A quirk however is that while I call most cities in the socialist paradises by their pre-socialist names, for some odd reason the brain is still stuck on "Voroshilovograd" rather than "Lugansk." The other pre-socialist names don't give any problems, just that one.
Thanks much. Good reading.
Thanks much. Good reading.
It was quite a scandal at the time but died down later.
Still, a gorgeous country. It is quite something to stand by the window in your rail compartment looking over the fields of grain and losing sight of them over the curve of the earth.
One thing that stood out among the new houses being built by the bosses of Ukraine was that they seemed, for the most part, to prefer Norman-castle architecture, the round towers, the crenelations, the gates. I always thought western European architecture a little, uh, out of place where the Byzantine style dominated.
Still, a gorgeous country. It is quite something to stand by the window in your rail compartment looking over the fields of grain and losing sight of them over the curve of the earth.
The further one went west towards Poland, the more one felt as if one had returned to Europe, to a more orderly, neat, solid civilized world.
But as it was expensive there, all these westerners throwing around money as if leaves falling off trees in autumn, while I went that direction many times, I stayed only very short times.
My heart was pulled more towards the workers and peasants in the eastern half of Ukraine; the grey dreary dull monotonous metallic Soviet "new world for the new man."
Once when in Lvov, I met a man who told me that although he had been born and raised in Lvov, he wanted most of all to move to the capital, Kiev, in eastern Ukraine.
He said life was "better" in Kiev.
I was dumbfounded. The difference between the two cities was enormous; it was as if Lvov was Oslo, and Kiev Calcutta.
I could never figure that out.
It is fun to sit in a cafe on Kreschatik Street in summer and girl watch.
Not all Ukrainian girls are pretty of course, but the ones that are are striking.
I grew up in small-town west Texas and am quite used to flat lands with lots of agriculture. Apparently my hosts had not had any guests who were used to this, and they seemed to be surprised that I did not react to the landscape around Khmelnitsky with wonder. I kept saying it just looked like home to me.

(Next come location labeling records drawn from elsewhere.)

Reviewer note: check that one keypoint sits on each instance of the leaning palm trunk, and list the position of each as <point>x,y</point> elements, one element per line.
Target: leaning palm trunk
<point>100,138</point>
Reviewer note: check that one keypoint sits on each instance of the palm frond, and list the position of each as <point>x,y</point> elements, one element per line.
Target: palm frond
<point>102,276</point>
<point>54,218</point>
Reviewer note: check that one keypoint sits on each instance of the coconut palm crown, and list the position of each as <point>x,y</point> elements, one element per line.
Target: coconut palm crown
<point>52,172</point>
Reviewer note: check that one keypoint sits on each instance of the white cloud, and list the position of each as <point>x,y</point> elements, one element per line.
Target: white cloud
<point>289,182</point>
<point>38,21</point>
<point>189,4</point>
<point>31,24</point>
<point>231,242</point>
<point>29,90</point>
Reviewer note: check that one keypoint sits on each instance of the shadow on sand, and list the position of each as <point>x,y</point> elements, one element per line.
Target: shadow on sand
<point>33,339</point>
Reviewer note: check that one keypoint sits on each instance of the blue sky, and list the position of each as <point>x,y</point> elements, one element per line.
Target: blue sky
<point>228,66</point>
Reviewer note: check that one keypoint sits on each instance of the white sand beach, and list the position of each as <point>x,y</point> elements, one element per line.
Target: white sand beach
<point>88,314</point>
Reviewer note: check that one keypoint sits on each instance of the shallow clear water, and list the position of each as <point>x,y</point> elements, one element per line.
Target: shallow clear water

Now, the things I *did* react to also seemed to surprise them. We drove past a big gated entrance to something and I caught site of two aircraft flying low on the horizon, as if they had just taken off. I asked if there was an Air Force base nearby. A little while later, at a checkpoint, I asked my host (a military vet) if the guns carried by the local police were AKs. He said something to my interpreter that she obviously did not want to translate. Eventually, she said, “You ask about guns and military. He wants to know if you are CIA?”
I'm still not sure whether he was serious or not.